There is a common misconception that there are three traits to be successful: ambition, resilience, and talent. While all successful people have all three of these, new data have indicated that there are other, less obvious factors. Of course, you have to work hard, push through adversity, and have skill if you want to achieve your goals (especially in trading); however, there are other guiding principles that give insight as to why you can be ambitious, resilient, and talented, yet still not achieve your goals. In today’s post, we will investigate several principles that are not only necessary for success, but have the highest correlation with it.

As a trader, your personality must suit your field. Introverts and those who are soft-spoken don’t do well on the trading floor. Extroverts shouldn’t isolate themselves during their day trading. But how do you know what fits your personality? What are the factors that are overlooked by mainstream leaders? Today, we’ll answer these questions by looking at rules, morals, and truths that you probably know in the back of your mind but have never explicitly stated. 

What is the new term “performance sweet spot” in scientific literature?
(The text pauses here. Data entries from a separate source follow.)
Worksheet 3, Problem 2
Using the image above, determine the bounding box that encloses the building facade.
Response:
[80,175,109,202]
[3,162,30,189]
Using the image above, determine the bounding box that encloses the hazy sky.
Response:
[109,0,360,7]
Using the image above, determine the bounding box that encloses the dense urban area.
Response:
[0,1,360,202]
Each person has a performance sweet spot. The definition is best constructed via sport analogy. In baseball, there is a 3 cm x  2 cm area on the bat known as the “sweet spot.” It is where, if hit, the ball travels the furthest and the hardest. In almost every home run, the ball hits the sweet spot (the fat part of the bat). So, even if you have the strongest swing, took the most batting practice, made solid contact, and worked out more than everyone on your team, if you don’t hit the sweet spot then you did not maximize the distance of the ball. Thus, the sweet spot refers to the ideal situation or scenario that an individual can place himself in to succeed. 
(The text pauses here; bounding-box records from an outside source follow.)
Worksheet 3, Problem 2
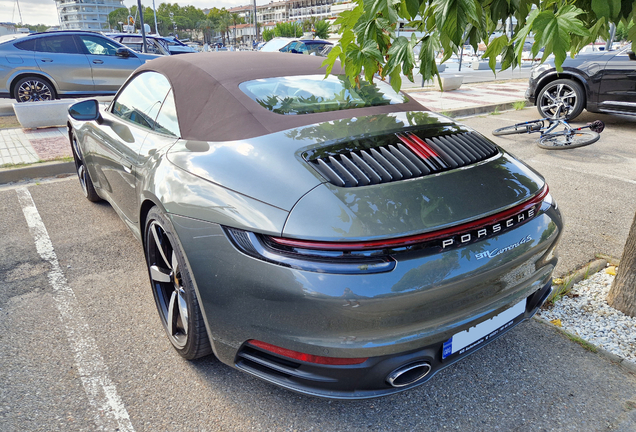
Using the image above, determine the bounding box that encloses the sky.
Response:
[0,0,270,26]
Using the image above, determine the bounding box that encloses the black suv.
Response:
[526,48,636,119]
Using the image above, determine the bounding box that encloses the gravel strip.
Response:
[537,271,636,362]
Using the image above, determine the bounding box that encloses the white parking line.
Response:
[16,187,135,432]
In trading, this means you perform at the sweet spot when the goals you are pursuing align with what makes you unique. This is why knowing your personal strengths is essential. Someone who does not take confrontation well wouldn’t succeed in investment banking, but might succeed in day trading in which a software gives you feedback on your performance. The sweet spot is found at the intersection of three things: your strengths, interests, and values. Know what you’re naturally gifted at. Can you extract analysis from quantitative data without using complex algorithms? Do you pay attention to detail like no other? What do you like to do? Are you obsessed with staring at the computer and reading charts? What gives you significance and purpose? These questions may help guide you to hone in on what you’re best suited for. Granted, consistency and discipline will result in your long term success in day trading, but your potential can’t manifest if you’re not performing in your sweet spot.

As a beginner trader, what is one unchanging principle for success?

Learning about traders who use six monitors with tens of thousands of dollars of software can be daunting. How can I, someone with a laptop and a new trading account, be as successful as them? The answer is simple: you do not need to do extraordinary things. You need to do an ordinary routine extraordinarily well. This is mastering the fundamentals. The baseball teams that win championships don’t make the craziest plays, with lunging catches, and 250 ft throws. The team that wins championships is the one that makes the least errors; the one who makes the routine double play 99/100 times.

As a day trader, start by understanding beginning technical analysis models. Learn them very well, be comfortable with them, and use your money to experiment with them. Know how to play the swings and how and when to execute futures orders. Find free software that can help you maximize the aforementioned categories and do this extraordinarily well. Only when you have the fundamental trading knowledge down is expanding into the advanced strategies prudent. 

Conclusion

While trading for beginners can seem like climbing a mountain, there are two key tools for success: know where and how you can perform in your sweet spot, and master the fundamentals. Watch beginner YouTube guides, read books, and learn from those who are successful. Only once you know your strengths and weaknesses can you truly unlock and actualize your potential.